Residents of the Cape Peninsula have spotted this elusive cat in diverse areas, but there is no accurate data on their numbers or distribution. So it is heartening to follow the work being done by the Animal Demographic Unit (ADU) at the University of Cape Town with The Nature Conservation Corporation (NCC) and their use of trap cameras.
Members of the public can help by sending photographs and reporting sightings to add to data for the Cape Peninsula Mammal Atlas Project. This data of all mammals is stored in a “virtual museum” hosted by the ADU which contributes towards a better understanding and conservation of all the mammal species.
Research upcountry in the Cedarberg area, where caracals are tracked with GPS collars, is helping to learn much about this secretive animal’s spatial as well as behavioural ecology.
In the past the caracal was much maligned for raiding farmlands, especially after a couple of incidents when a pair went into killing frenzy and slaughtered dozens of sheep but ate off only one. Research shows their prey is more often wild creatures, including real pests like mice and rats.
We saw the caracal several more times in full daylight in our seashore wilderness. He was in no hurry and quite unworried by the presence of humans as he walked expertly across the tumbled rocks
I say “he” but the last time there was no doubt about the gender.
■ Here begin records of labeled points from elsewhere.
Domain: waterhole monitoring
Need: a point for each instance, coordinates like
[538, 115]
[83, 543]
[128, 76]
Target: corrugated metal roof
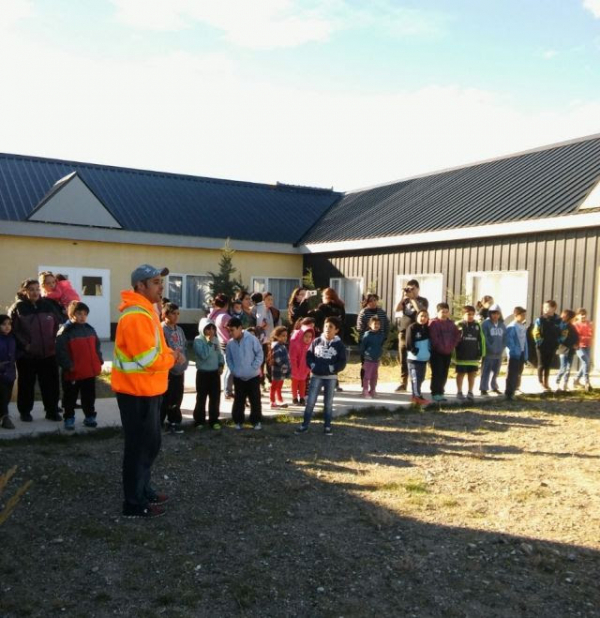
[147, 201]
[546, 182]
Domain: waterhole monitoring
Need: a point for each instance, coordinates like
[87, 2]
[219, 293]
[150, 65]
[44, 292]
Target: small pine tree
[224, 282]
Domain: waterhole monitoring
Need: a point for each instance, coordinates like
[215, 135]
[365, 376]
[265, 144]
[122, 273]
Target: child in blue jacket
[371, 350]
[326, 357]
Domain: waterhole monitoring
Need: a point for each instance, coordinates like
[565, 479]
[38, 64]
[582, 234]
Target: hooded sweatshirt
[208, 353]
[495, 338]
[298, 350]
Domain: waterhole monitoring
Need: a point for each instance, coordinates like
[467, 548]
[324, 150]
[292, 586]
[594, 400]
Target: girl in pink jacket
[299, 344]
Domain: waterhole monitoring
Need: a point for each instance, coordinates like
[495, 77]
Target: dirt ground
[479, 511]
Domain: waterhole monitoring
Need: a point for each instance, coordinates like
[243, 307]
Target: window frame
[184, 294]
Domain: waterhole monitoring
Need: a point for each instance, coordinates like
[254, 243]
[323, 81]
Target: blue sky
[346, 93]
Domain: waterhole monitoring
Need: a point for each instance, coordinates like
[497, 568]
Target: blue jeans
[416, 369]
[565, 366]
[316, 382]
[583, 354]
[490, 367]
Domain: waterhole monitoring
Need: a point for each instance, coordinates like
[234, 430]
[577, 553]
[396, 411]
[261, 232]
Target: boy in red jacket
[79, 355]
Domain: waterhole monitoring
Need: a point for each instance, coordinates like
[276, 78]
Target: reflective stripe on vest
[140, 362]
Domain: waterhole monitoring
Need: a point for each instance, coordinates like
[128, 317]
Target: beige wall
[20, 257]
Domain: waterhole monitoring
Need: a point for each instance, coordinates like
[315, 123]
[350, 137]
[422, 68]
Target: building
[96, 223]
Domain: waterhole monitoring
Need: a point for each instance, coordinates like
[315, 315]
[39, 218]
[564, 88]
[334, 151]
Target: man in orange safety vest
[139, 377]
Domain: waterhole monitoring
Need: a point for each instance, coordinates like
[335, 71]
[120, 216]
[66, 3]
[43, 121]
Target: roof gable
[71, 201]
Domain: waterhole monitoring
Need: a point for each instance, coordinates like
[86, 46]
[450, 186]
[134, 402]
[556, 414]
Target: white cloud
[194, 114]
[14, 11]
[270, 24]
[593, 6]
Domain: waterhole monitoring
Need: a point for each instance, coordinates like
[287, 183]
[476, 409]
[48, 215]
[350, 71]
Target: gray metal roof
[147, 201]
[547, 182]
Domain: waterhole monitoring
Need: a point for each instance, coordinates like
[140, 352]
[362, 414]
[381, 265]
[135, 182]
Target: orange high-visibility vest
[141, 359]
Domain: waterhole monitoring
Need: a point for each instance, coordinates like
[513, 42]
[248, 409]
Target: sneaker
[6, 423]
[158, 498]
[149, 512]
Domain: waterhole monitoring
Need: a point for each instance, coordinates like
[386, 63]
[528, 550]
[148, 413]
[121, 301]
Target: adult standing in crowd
[409, 306]
[35, 324]
[140, 371]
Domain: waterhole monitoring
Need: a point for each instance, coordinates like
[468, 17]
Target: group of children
[46, 328]
[481, 343]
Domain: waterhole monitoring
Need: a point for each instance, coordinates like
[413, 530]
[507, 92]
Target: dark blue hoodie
[326, 357]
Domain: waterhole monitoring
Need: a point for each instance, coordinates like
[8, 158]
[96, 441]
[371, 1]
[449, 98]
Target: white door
[93, 285]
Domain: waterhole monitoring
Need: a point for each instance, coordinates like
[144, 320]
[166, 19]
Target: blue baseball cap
[145, 271]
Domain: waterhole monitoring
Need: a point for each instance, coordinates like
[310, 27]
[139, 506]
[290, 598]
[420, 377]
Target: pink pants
[371, 369]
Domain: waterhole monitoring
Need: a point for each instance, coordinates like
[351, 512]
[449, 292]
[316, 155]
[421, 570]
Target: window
[431, 287]
[350, 291]
[280, 288]
[91, 286]
[188, 291]
[508, 288]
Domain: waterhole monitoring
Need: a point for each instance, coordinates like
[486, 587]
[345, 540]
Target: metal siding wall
[562, 265]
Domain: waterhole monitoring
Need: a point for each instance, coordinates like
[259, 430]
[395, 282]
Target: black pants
[515, 369]
[440, 365]
[140, 417]
[5, 395]
[545, 359]
[170, 408]
[403, 354]
[71, 391]
[246, 389]
[208, 385]
[45, 370]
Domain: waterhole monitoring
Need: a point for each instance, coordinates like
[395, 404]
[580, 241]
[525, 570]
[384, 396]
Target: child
[418, 352]
[444, 337]
[469, 352]
[546, 334]
[8, 373]
[371, 350]
[585, 330]
[299, 344]
[566, 349]
[80, 357]
[170, 408]
[517, 351]
[209, 367]
[244, 356]
[326, 357]
[279, 361]
[494, 332]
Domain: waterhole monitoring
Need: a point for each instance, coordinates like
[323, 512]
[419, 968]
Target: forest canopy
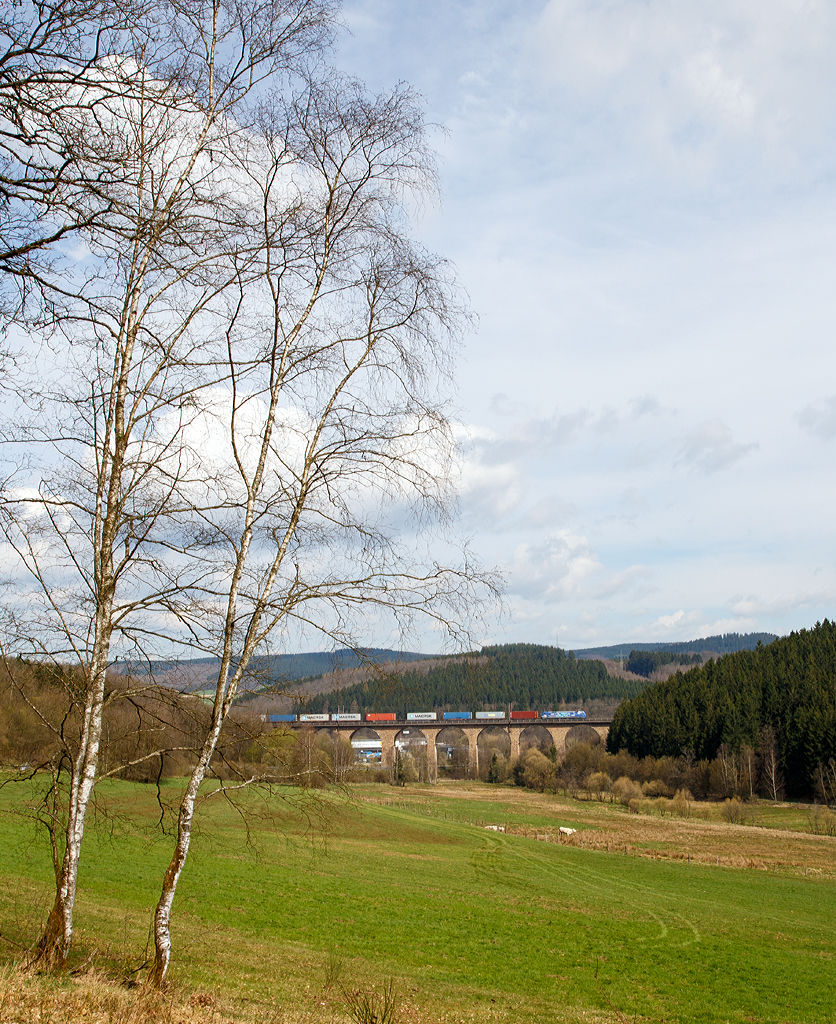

She came strolling from the left again, where there is a dense growth of bush that could well hide a den, on to the lawn at a leisurely pace, looking straight ahead.
On either side of her, level with her flanks, walked two kittens about a third of her size, the same tawny russet colour, miniatures of mom.
Again she slowed when she passed us, glanced up and moved on. The kittens kept station but looked back over their shoulders at these strange long creatures gazing down at them.
It was a magic moment, one to be treasured, a rarity in any lifetime not just an urban one.
There were other sightings in the neighbourhood around the same time of a female with two kittens. The dassie population that year was on high alert and our colony decreased from fifteen adults to seven.
One neighbour living up the mountain reported finding the remains of a grysbok, a small buck, stashed in the branches of a low tree, a practice common to only the leopard and the caracal.